Remember, I’m choosing to run Vim through the OS X’s Terminal app, which I believe can only ever handle 16 colors. You can run Vim with 256 colors by downloading and running MacVim, but I just didn’t want to do that (note that MacVim is also known as Cocoa Gui, or gvim. More info here).

Further adding to my confusion was iTerm2’s promise of being able to run Vim with 256 colors– I just could not get that to work as expected. Maybe you’ll have more luck.
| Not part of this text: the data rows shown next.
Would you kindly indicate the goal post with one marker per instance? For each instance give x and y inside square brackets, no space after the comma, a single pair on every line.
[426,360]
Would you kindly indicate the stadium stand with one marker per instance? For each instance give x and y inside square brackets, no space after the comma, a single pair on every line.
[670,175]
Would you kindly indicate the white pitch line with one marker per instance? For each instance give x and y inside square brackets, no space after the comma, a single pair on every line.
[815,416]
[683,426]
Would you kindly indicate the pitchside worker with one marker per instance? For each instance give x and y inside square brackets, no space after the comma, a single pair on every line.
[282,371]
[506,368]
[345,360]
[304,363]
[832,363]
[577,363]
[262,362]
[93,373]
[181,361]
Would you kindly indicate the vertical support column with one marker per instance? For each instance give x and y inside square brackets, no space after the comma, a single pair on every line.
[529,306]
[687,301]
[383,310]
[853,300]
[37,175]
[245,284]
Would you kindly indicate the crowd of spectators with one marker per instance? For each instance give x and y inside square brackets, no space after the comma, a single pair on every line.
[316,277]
UPDATE: To get this feature, even as of December 2015, you need to use iTerm2’s Nightly build and probably use Neovim.

Thankfully the basic methodology for installing and loading a colorscheme seems to be the same no matter if you’re using Terminal, iTerm, or MacVim. You simply mkdir a directory ~/.vim/colors and then you drop special .vim files in there. Once there in the colors directory, you can run :colorscheme colorschemename in your vim buffer or, to set the default color scheme, just put that same line your .vimrc file.

I needed some base16 Vim color schemes and I eventually found this git repo that claimed to be full of them, but when I loaded them their colors were off. This was probably due to the fact that I had modified the 16 ANSI colors in my Terminal preferences to suit my Terminal setup.

So I set out to make my own base16 color scheme, based off the one I’ve been using in Sublime Text for months, which is called Mustard. It took me a few hours to figure what color affected what part of Ruby, Python, and HTML code, but I ended up with a pretty good match– here’s the mustard.vim file I created.

If you actually want to use my colorscheme, you should know 2 things: (1) as it says on line 2 of the file, you need to :set background=dark to get the colors I picked to emulate the original Mustard theme.

And (2) note that to get the alterations to the 16 default Terminal colors necessary to make it actually look like the Mustard Sublime theme, you may have to load my Terminal settings as well (note: these setting cannot be loaded into iTerm2, only OS X’s Terminal app).


Well that’s about it for now. I know this ran pretty long, as usual. I typed this in Vim though, so it was good practice! No promises if I’ll use Vim for coding going forward, but every day it’s starting to feel more natural.